But he does remind me of someone who used to dabble in witchcraft. [But not anymore.]
Many of our supporters have been signing a petition on our behalf. The petition at change.org actually sends mail directly to your representatives based on the street address you type in, with a pre-formatted message explaining our struggle. To my surprise, many of our supporters are receiving shocking replies from members of our government.This is not the only instance I’ve been alerted to so far, and I’m going to share the others as well.
Rep. George Cleveland served 25 years in the United States Marine Corps, and I respect his loyal service to our nation. It’s statements like the following that makes me feel like maybe he doesn’t respect mine.

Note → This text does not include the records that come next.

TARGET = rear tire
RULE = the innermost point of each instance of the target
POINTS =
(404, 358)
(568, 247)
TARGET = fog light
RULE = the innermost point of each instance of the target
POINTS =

Ms. [name witheld] – This is a Federal issue not a State issue. With that said I would like to point out that the Constitution States that the federal government cannot establish a religion and cannot prevent the free exercise of a religion. There is nothing in the Constitution that addresses church and state, in fact for over a hundred years the Capitol building was used as a church. This was initiated by Thomas Jefferson. The idea of separation of church and state started in the twenties by secularists who did not want prayer in the public space. They have been quite successful in redefining the Constitution on this issue. I personally believe that the Country would be better off with prayer in the public space.
Rep. George Cleveland
Legislative Office Building, Room 417-A
300 North Salisbury Street
Raleigh NC 27603
Rep. Cleveland is a North Carolina state representative (the state where Fort Bragg is located) is also the Chairman for the Homeland Security, Military, and Veterans Affairs Committee. Regardless of the state vs federal issue, it is very offensive and insensitive to reply in such a way.
Rep. Cleveland also repeats one of the biggest political gaffes in recent history. Watch what happens when a candidate uses speech that is similarly ignorant of the First Amendment, and the centuries of Supreme Court rulings establishing the Thomas Jefferson-coined “Separation of Church and State”.
The audience of law students laughed at Christine O’Donnell in disbelief.
Then her poll numbers dropped sharply, and she lost that election in a landslide. I suppose that the ‘dabbling in witchcraft’ comment, and the bizarre ‘I am not a witch’ campaign ad didn’t help her either. She continues to enjoy notoriety as a rather goofy footnote in religion attempting to spill over into government.
Why are so many politicians using this language all of a sudden? It’s clearly not good for job stability. Every time you see these statements, you should think of David Barton, and Christine O’Donnell. You should just add “… is not a witch” after all of their names, because there is something a little ‘odd’ going on under the hood. Something with an agenda.
Anyway, please keep an eye out for any sort of replies from the petition. You signed it didn’t you?
[***Update I just got permission to print the atheist’s reply below***]
I respectfully disagree. As an atheist and the daughter of a former Marine, it is my opinion that if the Army allows funding for one religious organization then it must also allow funding for organizations that support followers of other religions and persons who ascribe to no religion. While the Constitution does not state that there should be a separation between church and state it also does not give the government permission to use its power to hold religious ceremonies (including prayers) with the government’s endorsement. Fort Bragg may allow religious festivals on the base (so long as they would allow any religious or secular group to do so) – but funding the festival, especially in light of not funding a similar festival for those with different philosophical beliefs, is not appropriate and crosses a line from allowing the practice of religion (which is constitutional) to funding and endorsing religion (which is not). The petition does not say that the Constitution states that there is a separation between church and state – it says that the Constitution implies it. I agree with Jefferson and believe that it does imply a separation.
I respect the rights of all to pray and worship as they see fit; however, as every level of government has a responsibility to serve the people regardless of their religious affiliation or lack there of, I do not believe that prayer at government sponsored events is appropriate. The law currently protects employees and students who wish to pray in spaces owned by the government and citizens who wish to assemble in public to pray; when you say that prayer is not allowed in public I believe that you are referring to the idea that workers and students should not be subjected to group prayer at their place of employment or in school when their place of employment or school is ran by the government. It is a myth that prayer is not allowed in public, and one that should be dispelled.
I ask you to take interest in what happens to atheist, agnostic, and humanist service members residing in your state even if this is a Federal issue and not a State one. You have the ability to stand up for their rights even if you do not have jurisdiction to make decisions about them, and I am disappointed that you appear to not support the rights of non-believers who reside in your district. This decision also impacts atheist, agnostic, and humanist Marines in your district who had planned on attending the event.